Dask provides several tools to aid in profiling and inspecting dask graph execution. See the documentation for an overview (http://dask.pydata.org/en/latest/diagnostics.html).

In [None]:
# set the default used cored to 4 for demonstration purposes
from multiprocessing.pool import ThreadPool
import dask
dask.set_options(pool=ThreadPool(4))

In [None]:
df = dd.read_csv("accounts.*.csv")

In [None]:
df

Let's look at the parallel computation of a grouped count operation:

In [None]:
result = df.groupby('names')['amount'].count()

In [None]:
result.visualize()

Besides the static task graph, we can also visualize the actual computations using dask's Profiler:

In [None]:
from bokeh.io import output_notebook
output_notebook()

In [None]:
from dask.diagnostics import Profiler, ResourceProfiler, visualize

In [None]:
with Profiler() as prof, ResourceProfiler(dt=0.25) as rprof:
    result.compute()

In [None]:
visualize([prof, rprof])

The results from the `Profiler` object show the execution time for each task as a rectangle, organized along the y-axis by worker (in this case threads). Similar tasks are grouped by color, and by hovering over each task one can see the key and task that each block represents.

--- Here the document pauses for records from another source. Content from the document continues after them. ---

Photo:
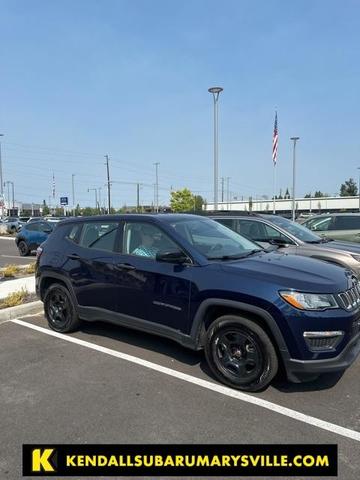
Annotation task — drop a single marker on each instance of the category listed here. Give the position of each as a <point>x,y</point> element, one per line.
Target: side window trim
<point>96,221</point>
<point>77,235</point>
<point>123,252</point>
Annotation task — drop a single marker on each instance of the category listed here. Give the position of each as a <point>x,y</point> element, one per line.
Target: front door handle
<point>74,256</point>
<point>125,266</point>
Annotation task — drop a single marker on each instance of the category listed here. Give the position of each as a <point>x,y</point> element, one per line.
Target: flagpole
<point>274,158</point>
<point>274,189</point>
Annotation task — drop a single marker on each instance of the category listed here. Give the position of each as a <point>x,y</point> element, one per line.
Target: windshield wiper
<point>321,240</point>
<point>237,255</point>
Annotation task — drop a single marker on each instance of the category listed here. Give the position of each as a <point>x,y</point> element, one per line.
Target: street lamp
<point>8,182</point>
<point>215,91</point>
<point>1,179</point>
<point>359,188</point>
<point>294,139</point>
<point>73,190</point>
<point>95,190</point>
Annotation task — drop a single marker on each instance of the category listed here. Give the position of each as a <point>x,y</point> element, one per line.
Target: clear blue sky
<point>80,79</point>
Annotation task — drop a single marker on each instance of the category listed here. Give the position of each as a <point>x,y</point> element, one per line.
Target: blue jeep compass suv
<point>197,282</point>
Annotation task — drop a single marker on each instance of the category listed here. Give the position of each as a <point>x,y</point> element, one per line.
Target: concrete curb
<point>20,310</point>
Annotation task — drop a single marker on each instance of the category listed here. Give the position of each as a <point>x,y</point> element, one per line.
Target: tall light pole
<point>95,190</point>
<point>227,192</point>
<point>157,187</point>
<point>294,139</point>
<point>99,199</point>
<point>1,178</point>
<point>8,182</point>
<point>359,188</point>
<point>73,189</point>
<point>215,91</point>
<point>108,182</point>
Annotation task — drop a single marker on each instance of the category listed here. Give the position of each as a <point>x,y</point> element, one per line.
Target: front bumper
<point>298,370</point>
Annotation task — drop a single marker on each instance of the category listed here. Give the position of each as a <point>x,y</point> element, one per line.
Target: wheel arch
<point>211,309</point>
<point>48,279</point>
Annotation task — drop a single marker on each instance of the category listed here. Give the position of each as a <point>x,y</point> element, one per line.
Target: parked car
<point>190,279</point>
<point>35,219</point>
<point>278,231</point>
<point>31,236</point>
<point>54,219</point>
<point>340,226</point>
<point>12,224</point>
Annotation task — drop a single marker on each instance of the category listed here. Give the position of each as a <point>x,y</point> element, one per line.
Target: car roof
<point>337,214</point>
<point>162,217</point>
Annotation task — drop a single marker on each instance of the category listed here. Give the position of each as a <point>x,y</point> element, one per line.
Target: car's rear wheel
<point>59,309</point>
<point>23,249</point>
<point>240,353</point>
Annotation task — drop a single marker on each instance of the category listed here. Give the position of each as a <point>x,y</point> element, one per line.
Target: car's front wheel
<point>240,353</point>
<point>23,249</point>
<point>59,309</point>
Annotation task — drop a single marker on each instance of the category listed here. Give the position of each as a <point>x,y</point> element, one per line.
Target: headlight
<point>309,301</point>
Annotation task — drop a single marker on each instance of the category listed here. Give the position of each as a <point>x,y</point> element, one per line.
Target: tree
<point>182,200</point>
<point>349,188</point>
<point>77,210</point>
<point>199,202</point>
<point>88,211</point>
<point>45,209</point>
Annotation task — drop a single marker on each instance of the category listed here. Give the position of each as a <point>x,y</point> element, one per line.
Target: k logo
<point>41,460</point>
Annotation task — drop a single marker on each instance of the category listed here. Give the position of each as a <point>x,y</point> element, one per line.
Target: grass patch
<point>30,268</point>
<point>14,298</point>
<point>10,271</point>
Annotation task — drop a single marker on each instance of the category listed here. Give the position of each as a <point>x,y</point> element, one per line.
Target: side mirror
<point>280,242</point>
<point>174,256</point>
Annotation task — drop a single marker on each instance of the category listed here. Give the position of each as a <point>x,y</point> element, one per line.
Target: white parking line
<point>273,407</point>
<point>17,256</point>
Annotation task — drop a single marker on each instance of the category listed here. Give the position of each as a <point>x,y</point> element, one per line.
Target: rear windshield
<point>299,231</point>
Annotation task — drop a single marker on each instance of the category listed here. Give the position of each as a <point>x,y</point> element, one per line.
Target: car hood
<point>292,272</point>
<point>350,247</point>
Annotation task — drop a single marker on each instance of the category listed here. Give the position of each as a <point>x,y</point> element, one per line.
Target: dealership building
<point>284,206</point>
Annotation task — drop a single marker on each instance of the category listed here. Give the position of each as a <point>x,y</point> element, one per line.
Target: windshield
<point>299,231</point>
<point>213,239</point>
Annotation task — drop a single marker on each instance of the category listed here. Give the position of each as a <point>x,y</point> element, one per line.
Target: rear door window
<point>252,229</point>
<point>347,222</point>
<point>32,227</point>
<point>99,235</point>
<point>321,224</point>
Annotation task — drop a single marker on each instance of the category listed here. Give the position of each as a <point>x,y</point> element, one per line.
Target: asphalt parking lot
<point>10,254</point>
<point>82,388</point>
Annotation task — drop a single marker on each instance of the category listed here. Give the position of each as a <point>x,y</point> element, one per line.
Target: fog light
<point>323,341</point>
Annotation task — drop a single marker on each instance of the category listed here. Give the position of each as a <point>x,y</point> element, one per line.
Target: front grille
<point>355,329</point>
<point>351,298</point>
<point>320,343</point>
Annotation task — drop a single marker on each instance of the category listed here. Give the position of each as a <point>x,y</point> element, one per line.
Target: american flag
<point>275,140</point>
<point>53,186</point>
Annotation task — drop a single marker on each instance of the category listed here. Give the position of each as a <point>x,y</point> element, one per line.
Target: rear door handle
<point>125,266</point>
<point>74,256</point>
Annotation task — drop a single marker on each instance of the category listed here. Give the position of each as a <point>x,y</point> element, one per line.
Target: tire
<point>59,309</point>
<point>240,354</point>
<point>23,249</point>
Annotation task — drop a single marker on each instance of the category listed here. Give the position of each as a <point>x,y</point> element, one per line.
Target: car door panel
<point>93,275</point>
<point>152,290</point>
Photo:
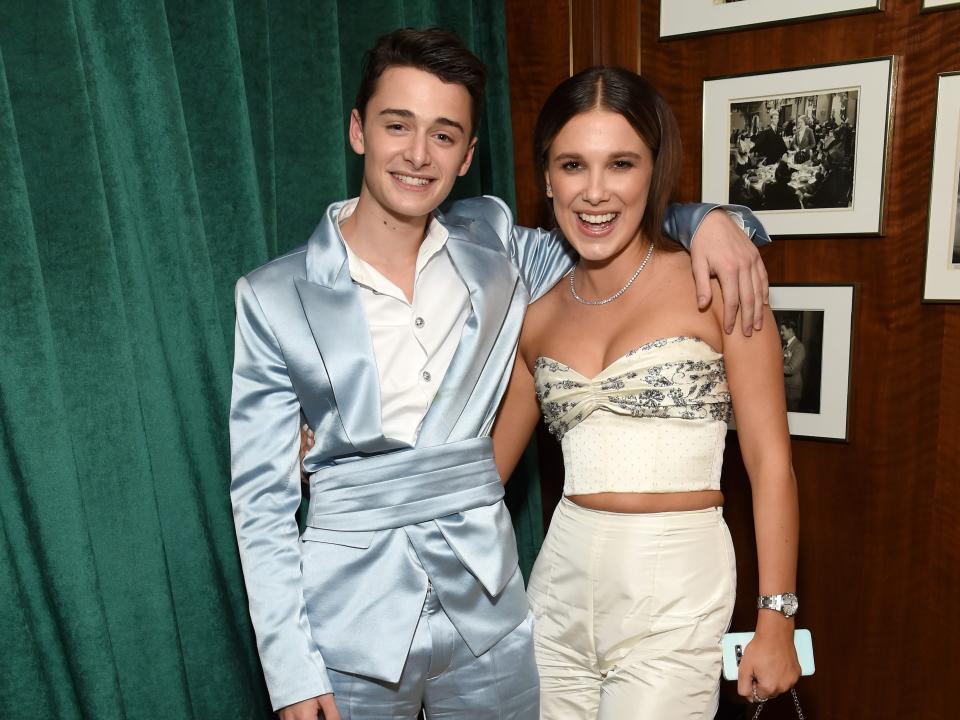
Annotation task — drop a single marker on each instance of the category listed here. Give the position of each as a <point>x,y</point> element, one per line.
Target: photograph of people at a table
<point>794,153</point>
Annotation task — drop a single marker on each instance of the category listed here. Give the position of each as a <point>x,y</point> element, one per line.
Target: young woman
<point>634,586</point>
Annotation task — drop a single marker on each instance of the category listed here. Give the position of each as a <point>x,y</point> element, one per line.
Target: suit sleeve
<point>683,220</point>
<point>265,493</point>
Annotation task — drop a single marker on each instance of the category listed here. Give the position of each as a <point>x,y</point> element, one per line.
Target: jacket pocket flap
<point>349,538</point>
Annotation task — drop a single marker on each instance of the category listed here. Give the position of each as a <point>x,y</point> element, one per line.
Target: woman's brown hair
<point>619,90</point>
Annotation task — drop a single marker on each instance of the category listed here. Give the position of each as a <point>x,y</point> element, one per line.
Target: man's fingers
<point>745,682</point>
<point>701,276</point>
<point>757,298</point>
<point>747,300</point>
<point>730,289</point>
<point>328,708</point>
<point>765,280</point>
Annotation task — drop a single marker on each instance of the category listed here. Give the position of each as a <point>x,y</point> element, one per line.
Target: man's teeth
<point>410,180</point>
<point>596,219</point>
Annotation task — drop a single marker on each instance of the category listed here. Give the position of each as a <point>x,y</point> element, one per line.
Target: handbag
<point>796,705</point>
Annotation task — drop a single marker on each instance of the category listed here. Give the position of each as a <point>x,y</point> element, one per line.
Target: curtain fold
<point>150,153</point>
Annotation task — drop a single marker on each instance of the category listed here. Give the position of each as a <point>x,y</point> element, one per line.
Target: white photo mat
<point>692,17</point>
<point>873,79</point>
<point>836,302</point>
<point>942,277</point>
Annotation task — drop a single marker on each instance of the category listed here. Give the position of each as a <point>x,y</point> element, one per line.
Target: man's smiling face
<point>416,140</point>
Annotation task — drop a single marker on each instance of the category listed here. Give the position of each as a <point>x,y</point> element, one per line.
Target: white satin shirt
<point>413,342</point>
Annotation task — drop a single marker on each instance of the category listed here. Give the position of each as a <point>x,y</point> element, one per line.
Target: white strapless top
<point>653,421</point>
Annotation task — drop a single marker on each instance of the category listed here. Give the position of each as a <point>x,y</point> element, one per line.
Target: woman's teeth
<point>597,219</point>
<point>410,180</point>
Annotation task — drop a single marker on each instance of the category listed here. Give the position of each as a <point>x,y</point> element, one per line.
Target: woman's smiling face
<point>599,171</point>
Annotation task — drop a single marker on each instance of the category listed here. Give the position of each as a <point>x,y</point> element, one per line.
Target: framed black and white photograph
<point>680,18</point>
<point>806,149</point>
<point>815,324</point>
<point>939,4</point>
<point>942,277</point>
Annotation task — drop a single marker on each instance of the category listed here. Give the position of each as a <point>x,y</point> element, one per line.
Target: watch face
<point>790,604</point>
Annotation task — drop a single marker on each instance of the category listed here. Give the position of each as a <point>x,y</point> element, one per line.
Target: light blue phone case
<point>734,643</point>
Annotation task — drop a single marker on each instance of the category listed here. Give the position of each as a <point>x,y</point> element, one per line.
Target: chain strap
<point>796,704</point>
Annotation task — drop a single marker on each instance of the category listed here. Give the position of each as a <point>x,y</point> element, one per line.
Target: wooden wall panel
<point>880,545</point>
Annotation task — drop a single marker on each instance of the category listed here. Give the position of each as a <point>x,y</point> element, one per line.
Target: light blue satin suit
<point>385,519</point>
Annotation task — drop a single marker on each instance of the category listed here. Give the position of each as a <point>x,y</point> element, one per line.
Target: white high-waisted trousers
<point>629,612</point>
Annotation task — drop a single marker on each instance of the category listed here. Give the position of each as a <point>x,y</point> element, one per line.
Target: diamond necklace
<point>619,292</point>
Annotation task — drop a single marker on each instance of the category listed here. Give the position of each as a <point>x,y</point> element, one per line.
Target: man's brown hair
<point>433,50</point>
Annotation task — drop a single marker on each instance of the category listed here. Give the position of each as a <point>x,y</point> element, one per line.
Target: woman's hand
<point>769,665</point>
<point>729,255</point>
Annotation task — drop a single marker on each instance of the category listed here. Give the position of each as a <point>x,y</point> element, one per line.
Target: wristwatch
<point>785,603</point>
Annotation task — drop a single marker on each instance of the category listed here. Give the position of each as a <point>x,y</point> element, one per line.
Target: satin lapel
<point>339,325</point>
<point>491,280</point>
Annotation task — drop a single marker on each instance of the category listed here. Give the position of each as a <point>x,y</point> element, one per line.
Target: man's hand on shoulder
<point>722,249</point>
<point>319,707</point>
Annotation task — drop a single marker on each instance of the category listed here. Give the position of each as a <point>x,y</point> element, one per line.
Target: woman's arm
<point>755,374</point>
<point>516,419</point>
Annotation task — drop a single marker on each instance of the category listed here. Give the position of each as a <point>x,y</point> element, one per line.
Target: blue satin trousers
<point>444,677</point>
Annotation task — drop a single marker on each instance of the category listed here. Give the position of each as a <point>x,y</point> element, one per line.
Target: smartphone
<point>734,644</point>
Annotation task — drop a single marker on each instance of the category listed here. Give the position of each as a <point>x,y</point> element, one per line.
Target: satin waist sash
<point>446,501</point>
<point>405,487</point>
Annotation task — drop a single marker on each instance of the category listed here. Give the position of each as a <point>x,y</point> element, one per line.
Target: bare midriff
<point>649,502</point>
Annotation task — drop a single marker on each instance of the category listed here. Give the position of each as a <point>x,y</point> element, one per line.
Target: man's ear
<point>356,132</point>
<point>468,158</point>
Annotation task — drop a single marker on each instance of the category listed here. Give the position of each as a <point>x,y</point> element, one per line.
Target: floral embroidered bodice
<point>654,420</point>
<point>678,377</point>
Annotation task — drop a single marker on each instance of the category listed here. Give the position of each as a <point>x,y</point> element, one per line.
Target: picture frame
<point>817,369</point>
<point>941,282</point>
<point>929,5</point>
<point>684,18</point>
<point>806,148</point>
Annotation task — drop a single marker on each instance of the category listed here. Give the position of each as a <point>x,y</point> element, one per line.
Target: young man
<point>391,333</point>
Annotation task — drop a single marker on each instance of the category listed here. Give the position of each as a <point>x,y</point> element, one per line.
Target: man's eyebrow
<point>450,123</point>
<point>617,154</point>
<point>408,114</point>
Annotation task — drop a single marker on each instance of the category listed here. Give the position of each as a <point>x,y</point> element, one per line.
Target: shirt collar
<point>364,273</point>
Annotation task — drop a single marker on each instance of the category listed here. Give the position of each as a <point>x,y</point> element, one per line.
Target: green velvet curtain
<point>151,151</point>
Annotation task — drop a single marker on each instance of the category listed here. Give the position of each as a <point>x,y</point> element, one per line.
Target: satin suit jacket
<point>384,518</point>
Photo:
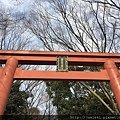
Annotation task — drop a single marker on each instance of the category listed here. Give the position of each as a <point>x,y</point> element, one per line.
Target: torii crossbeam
<point>11,72</point>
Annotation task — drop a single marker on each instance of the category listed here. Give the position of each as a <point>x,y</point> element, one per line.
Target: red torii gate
<point>11,72</point>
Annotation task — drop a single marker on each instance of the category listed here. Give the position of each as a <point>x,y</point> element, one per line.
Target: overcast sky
<point>17,5</point>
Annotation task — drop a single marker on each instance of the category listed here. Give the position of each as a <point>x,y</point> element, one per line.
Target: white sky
<point>17,5</point>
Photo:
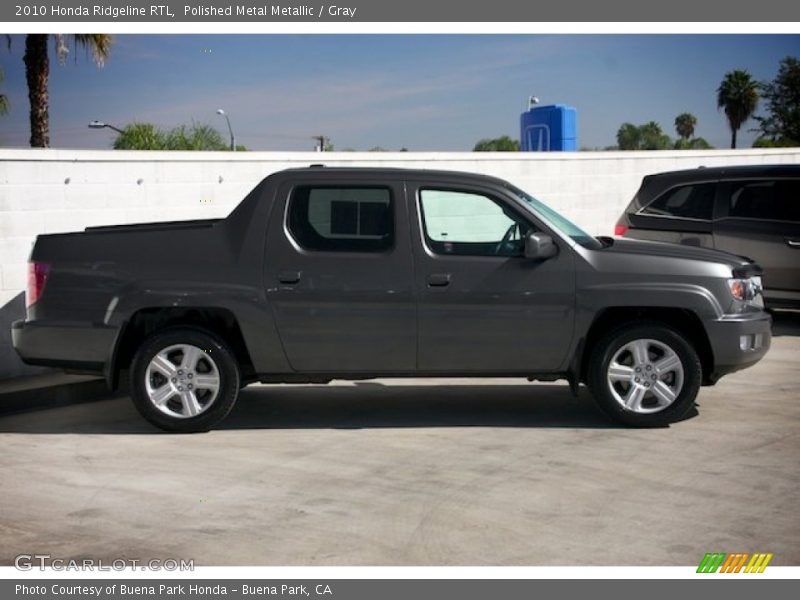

The results from the `ResourceProfiler object` show two lines, one for total CPU percentage used by all the workers, and one for total memory usage.

Conclusion
------------

We've learned about how dask graph represent computations and how we can execute these computations with dask schedulers / get functions.  We've made a few of these dictionaries by hand.  It's straightforward but perhaps tiresome. We then saw shortly how dask collections can generate similar dictionaries for us, and how we can visualize the execution of those graphs.

In the next notebooks we will see more in depth examples using the Dask collections.